In a different fashion, Miss Pateman showed her own, not quite so unusual, signs of immaturity. She kept up a large collection of dolls, and apparently took one or two with her whenever she left home.
Through the questions and answers — Benskin was skilfully feeding him — Cornford, unflustered, equable, drew his psychological profiles. It sounded, to listeners in court not used to this kind of analysis, strangely abstract, a dimension away from the two women’s bodies in the dock. Several times, in the midst of the articulate, lucid replies, I glanced at them. Cora had her head thrown back, almost for the first time in the trial. So far as she was showing emotion, it looked something like pride: but beside her Kitty was frowning, her face crumpled with anger, her eyes sunk and glittering, as in a patient with a wasting disease, when the skin is bronzing and the eyes sinking in.

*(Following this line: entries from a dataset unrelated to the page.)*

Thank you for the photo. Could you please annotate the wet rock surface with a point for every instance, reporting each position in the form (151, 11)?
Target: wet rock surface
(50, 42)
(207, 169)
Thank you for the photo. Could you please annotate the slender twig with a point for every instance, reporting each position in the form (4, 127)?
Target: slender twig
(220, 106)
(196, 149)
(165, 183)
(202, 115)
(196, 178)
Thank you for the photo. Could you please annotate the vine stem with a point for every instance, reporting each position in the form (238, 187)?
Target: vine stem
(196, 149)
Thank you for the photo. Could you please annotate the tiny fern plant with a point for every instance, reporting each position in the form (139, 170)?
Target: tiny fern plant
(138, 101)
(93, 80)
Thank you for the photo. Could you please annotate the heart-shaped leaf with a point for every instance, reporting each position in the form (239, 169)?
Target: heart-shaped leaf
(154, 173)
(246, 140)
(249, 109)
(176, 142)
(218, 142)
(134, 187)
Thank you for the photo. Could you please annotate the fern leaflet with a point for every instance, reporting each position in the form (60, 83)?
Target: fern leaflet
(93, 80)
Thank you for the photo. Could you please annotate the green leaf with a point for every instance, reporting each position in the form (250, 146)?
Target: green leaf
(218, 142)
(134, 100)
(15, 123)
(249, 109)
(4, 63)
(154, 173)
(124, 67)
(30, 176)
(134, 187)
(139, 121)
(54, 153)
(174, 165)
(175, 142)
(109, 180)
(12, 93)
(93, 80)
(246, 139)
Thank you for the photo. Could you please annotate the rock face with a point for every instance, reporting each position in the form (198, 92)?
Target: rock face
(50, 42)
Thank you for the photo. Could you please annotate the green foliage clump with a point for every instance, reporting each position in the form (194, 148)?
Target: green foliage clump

Benskin Q, Cornford A. The two young women found each other, they responded to complementary needs, they were driven to escape from unsatisfactory environments. Very soon they began to live in a private world. A private world with their own games, rules, fancies. That was very common in many intense relationships. It was part of a good many marriages. It could be a valuable part. The married couple got great exaltation from living in a world made for two. This happened frequently in intense homosexual relationships. Sometimes it gave them unusual depth and strength. But it had dangers, if the relationship was overloaded with guilt. As in the case of Miss Ross and Miss Pateman. When there was a component of bad sex rather than good sex. When the sexual expression was not full or free or sufficient in itself. That needn’t happen in a homosexual relation: far more often than not it didn’t: very occasionally it did. It was rarer, but not unknown, in heterosexual relations also.